Dan kelebihan lain dari novel ini adalah, pemilihan alurnya. Dengan memakai alur  maju mundur penulis berhasil menyimpan puzzle-puzzle yang bisa membuat pembaca penasaran.  Penulis dengan lihai menuntut pembaca untuk terus melanjutkan kisah hingga selesai. Banyak kejutan yang cukup membuat saya terkaget-kaget ketika membaca novel ini secara perlahan-lahan. Hanya bisa berguma “Ohw ... ternyata ....” Memikat.

Dan cara  mengolah tokoh pun  terasa sangat hidup. Baik itu dalam masalah emosi tokoh—ketika membaca novel ini saya bisa ikut merasakan emosi para tokoh dalam menghadapi permasalahan yang dihadapi. Serta percakapan yang terjadi antara Ale dan Anya. Seperti sedang menonton drama yang membuat gregetan dengan dua tokoh tersebut.

Begitu pula perihal pengolahan setting-nya. Mengingat hal ini juga merupakan salah satu unsur yang penting dalam sebuah cerita. Jika setting dipaparkan dengan baik bisa membuat pembaca nyaman bahkan merasa ikut berada pada suanasa tersebut bahkan melihat gambarannya karena sangat hidup. Berbeda jika setting-nya hanya berusaha tempelan, bahkan seperti membaca artikel. Sedikit banyak hal itu akan mengurangi kenyamanan dalam membaca. Dan pada novel ini saya pikir, penulis bisa mengatasi masalah itu dengan baik. Saya suka cara penulis menggambarkan setiap tempat yang benar-benar terasa nyata.

Tidak kalah menarik adalah perihal konflik yang dihadirkan penulis. Bisa dibilang konfliknya cukup sederhana. Tapi karena dikemas dengan cara berbeda, membuat cerita terasa unik. Saya pikir  nanti akan ada kejutan sebagaimana kisah orang-orang yang bertengkar dalam pernikahannya. Adanya orang ketiga mungkin. Atau perihal sebuah masa lalu yang menyapa. Namun saya salah. Sejak membaca novel ini pembaca diajak menerka-nerka konflik apa yang sampai membuat Ale dan Anya bertengkar hebat dan ingin berpisah? Apa yang membuat Anya sebegitu marahnya pada Ale? Dan kenapa Ale tidak melakukan sesutu dan hanya menuruti kemauan Anya? Rasanya banyak sekali pertanyaan saya ketika membaca novel ini. Dan saya harus sabar agar bisa mengurai benang kusut tersebut.
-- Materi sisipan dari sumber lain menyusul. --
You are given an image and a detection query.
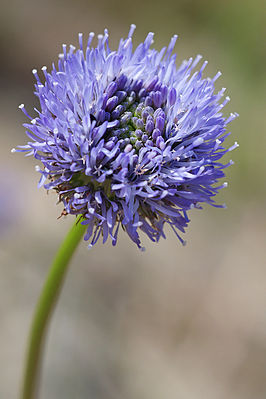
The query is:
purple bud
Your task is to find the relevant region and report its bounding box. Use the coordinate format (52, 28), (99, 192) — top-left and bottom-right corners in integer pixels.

Meski ini kali pertama membaca karya Ika Natassa, saya cukup terhibur dengan kisah yang dipaparkan.   

Namun tidak ada gading yang tidak retak. Kisah ini memang menarik. Hanya pada pada beberapa bagian dalam novel ini masih terasa hal-hal yang kurang dalam logika saya. Sebagai pembaca saya merasa agak menganggu.

Awalnya saya pikir tokoh novel ini bukan beragama Islam. Karena di sini ada satu bagian menunjukkan Anya menikmati meminum wine (halaman 27).  Tapi saya salah, karena pada bagian lain saya menemukan para tokoh melakukan shalat.  Namun pada bagian lain akhirnya saya menemukan Anya melakukan hal itu karena merasa marah pada Tuhan. Tapi tetap saja saya kurang nyaman pada bagian ini.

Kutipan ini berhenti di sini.